Automatic Function calling

from vertexai..preview generative_models import GenerativeModel, Tool, FunctionDeclaration, AutomaticFunctionCallingResponder

# First, create functions that the model is can use to answer your questions.
def get_current_weather(location: str, unit: str = "centigrade"):
    """Gets weather in the specified location.

    Args:
        location: The location for which to get the weather.
        unit: Optional. Temperature unit. Can be Centigrade or Fahrenheit. Defaults to Centigrade.
    """
    return dict(
        location=location,
        unit=unit,
        weather="Super nice, but maybe a bit hot.",
    )

# Infer function schema
get_current_weather_func = FunctionDeclaration.from_func(get_current_weather)
# Tool is a collection of related functions
weather_tool = Tool(
    function_declarations=[get_current_weather_func],
)

# Use tools in chat:
model = GenerativeModel(
    "gemini-pro",
    # You can specify tools when creating a model to avoid having to send them with every request.
    tools=[weather_tool],
)

# Activate automatic function calling:
afc_responder = AutomaticFunctionCallingResponder(
    # Optional:
    max_automatic_function_calls=5,
)
chat = model.start_chat(responder=afc_responder)
# Send a message to the model.

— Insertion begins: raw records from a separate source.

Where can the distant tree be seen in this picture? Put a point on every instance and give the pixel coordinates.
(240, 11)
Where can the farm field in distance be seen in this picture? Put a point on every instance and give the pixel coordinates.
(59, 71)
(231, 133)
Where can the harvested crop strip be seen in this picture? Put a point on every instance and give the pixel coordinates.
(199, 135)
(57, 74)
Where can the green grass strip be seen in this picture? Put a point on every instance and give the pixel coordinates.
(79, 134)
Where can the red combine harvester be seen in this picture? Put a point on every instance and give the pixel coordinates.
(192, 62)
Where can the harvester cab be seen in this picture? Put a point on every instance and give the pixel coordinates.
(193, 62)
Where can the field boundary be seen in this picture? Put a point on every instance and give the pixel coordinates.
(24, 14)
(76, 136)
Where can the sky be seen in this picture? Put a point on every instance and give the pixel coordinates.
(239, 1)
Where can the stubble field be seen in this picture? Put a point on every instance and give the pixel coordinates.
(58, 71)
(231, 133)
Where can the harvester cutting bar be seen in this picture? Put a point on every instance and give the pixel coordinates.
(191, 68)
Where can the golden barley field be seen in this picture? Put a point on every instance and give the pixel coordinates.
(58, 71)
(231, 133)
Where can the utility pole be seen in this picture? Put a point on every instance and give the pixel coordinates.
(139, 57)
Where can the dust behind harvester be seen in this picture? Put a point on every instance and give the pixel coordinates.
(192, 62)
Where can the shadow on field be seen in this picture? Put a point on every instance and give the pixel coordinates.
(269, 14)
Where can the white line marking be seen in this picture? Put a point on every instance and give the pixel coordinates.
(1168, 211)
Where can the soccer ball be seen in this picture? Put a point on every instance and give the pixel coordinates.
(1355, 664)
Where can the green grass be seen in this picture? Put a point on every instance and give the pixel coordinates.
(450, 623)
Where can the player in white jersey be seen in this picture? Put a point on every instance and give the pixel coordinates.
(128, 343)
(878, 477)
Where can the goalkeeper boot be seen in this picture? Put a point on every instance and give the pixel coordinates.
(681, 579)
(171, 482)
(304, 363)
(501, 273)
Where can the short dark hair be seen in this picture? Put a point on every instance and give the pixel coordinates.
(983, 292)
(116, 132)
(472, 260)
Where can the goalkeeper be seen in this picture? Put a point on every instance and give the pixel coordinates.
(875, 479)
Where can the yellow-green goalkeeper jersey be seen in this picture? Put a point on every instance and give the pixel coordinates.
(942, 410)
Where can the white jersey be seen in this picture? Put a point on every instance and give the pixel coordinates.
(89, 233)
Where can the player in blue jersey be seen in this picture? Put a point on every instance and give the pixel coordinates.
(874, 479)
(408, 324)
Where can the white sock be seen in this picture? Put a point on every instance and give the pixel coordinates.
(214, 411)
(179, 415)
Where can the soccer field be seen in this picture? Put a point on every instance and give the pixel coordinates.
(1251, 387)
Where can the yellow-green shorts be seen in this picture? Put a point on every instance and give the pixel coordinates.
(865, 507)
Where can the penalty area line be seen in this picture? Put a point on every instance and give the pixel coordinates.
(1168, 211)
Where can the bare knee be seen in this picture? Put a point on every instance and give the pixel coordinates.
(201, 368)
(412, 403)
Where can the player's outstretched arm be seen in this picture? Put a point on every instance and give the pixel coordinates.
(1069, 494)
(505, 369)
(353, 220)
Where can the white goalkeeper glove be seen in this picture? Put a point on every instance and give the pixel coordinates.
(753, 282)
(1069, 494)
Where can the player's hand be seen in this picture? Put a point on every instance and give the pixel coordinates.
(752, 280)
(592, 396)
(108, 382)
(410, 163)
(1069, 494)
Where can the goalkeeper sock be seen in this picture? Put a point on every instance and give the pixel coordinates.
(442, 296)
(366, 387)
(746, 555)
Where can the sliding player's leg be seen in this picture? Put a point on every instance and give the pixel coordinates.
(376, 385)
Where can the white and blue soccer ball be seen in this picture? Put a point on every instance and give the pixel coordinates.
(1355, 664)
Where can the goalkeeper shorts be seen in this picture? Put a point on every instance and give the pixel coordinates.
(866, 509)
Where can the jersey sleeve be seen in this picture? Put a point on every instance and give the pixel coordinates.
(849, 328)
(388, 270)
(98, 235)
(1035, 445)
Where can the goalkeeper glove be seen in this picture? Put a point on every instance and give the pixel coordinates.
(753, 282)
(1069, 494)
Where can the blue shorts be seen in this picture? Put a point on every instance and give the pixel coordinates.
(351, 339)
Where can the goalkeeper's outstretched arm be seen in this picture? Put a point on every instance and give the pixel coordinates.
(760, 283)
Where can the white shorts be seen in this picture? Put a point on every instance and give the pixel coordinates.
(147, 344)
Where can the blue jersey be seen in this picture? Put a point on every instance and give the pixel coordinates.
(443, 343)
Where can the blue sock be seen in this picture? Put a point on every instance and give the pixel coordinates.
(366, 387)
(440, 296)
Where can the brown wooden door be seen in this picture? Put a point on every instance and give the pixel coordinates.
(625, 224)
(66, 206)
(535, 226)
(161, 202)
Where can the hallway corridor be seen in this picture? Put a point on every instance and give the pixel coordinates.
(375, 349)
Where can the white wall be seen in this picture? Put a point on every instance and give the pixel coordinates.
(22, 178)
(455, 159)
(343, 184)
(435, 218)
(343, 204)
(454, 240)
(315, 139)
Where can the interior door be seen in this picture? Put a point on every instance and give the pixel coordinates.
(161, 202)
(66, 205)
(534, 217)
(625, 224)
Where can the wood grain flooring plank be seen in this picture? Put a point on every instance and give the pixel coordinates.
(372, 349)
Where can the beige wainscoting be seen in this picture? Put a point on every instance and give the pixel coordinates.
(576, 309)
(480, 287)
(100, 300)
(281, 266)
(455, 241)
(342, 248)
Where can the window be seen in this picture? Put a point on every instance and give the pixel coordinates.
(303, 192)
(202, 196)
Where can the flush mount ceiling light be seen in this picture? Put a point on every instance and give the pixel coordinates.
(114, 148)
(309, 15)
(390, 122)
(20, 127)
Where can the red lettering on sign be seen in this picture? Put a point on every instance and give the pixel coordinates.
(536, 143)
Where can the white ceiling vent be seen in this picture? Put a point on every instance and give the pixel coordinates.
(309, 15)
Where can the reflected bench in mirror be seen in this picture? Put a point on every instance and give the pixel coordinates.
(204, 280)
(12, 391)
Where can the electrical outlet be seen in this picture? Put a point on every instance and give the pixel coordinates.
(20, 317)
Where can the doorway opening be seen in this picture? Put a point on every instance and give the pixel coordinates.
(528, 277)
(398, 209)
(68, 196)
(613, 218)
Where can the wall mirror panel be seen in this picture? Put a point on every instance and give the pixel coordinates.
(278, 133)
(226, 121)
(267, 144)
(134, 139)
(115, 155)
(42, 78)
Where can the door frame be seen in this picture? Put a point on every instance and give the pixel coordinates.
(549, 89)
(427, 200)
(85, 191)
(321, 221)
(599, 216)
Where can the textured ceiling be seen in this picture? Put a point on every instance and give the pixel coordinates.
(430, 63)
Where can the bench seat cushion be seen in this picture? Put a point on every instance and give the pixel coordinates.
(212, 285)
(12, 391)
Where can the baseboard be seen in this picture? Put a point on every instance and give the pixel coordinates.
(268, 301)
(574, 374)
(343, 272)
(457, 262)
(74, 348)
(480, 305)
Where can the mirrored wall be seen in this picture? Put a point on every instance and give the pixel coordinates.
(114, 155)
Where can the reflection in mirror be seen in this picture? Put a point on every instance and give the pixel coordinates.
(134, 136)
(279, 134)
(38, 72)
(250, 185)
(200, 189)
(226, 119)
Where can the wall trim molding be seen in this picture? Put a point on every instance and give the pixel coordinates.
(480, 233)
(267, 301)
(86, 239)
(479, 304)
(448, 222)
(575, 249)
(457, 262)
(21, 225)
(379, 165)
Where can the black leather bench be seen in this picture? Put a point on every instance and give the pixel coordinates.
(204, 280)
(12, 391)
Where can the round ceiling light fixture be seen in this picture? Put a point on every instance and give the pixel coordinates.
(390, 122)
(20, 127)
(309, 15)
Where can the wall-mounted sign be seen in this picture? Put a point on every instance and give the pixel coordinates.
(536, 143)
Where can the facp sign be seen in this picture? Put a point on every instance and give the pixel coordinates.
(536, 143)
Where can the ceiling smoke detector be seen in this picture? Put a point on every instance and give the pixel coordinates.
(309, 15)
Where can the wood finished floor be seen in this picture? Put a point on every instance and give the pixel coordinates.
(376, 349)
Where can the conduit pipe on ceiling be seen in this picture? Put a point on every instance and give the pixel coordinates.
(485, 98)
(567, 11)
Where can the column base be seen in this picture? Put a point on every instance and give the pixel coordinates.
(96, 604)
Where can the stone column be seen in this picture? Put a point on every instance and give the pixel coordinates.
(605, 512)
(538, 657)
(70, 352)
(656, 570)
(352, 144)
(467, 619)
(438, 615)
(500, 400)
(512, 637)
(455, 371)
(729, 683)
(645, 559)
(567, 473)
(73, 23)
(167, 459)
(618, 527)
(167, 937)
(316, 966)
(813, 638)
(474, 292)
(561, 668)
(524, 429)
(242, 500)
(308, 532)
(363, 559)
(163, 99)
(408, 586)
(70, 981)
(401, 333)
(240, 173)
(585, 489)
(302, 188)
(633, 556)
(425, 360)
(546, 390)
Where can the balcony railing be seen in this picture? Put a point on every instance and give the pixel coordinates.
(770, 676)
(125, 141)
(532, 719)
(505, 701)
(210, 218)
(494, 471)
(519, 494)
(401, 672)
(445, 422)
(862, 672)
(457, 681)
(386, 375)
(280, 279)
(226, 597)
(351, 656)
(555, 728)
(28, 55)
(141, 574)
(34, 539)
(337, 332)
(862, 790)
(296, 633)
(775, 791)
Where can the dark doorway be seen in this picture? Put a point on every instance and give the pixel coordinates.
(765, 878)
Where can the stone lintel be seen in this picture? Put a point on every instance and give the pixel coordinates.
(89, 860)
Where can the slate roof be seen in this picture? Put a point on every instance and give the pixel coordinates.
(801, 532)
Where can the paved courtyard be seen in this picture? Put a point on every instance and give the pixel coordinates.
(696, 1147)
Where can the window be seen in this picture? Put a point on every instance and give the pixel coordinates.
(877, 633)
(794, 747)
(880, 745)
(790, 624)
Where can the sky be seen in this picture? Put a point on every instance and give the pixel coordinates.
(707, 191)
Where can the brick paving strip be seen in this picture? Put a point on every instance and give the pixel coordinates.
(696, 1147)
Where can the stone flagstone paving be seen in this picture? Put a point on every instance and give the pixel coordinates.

The model will respond with a function call.
# The SDK will automatically call the requested function and respond to the model.
# The model will use the function call response to answer the original question.
print(chat.send_message("What is the weather like in Boston?"))

Documentation

You can find complete documentation for the Vertex AI SDKs and the Gemini model in the Google Cloud documentation

Contributing

See Contributing for more information on contributing to the Vertex AI Python SDK.

License

The contents of this repository are licensed under the Apache License, version 2.0.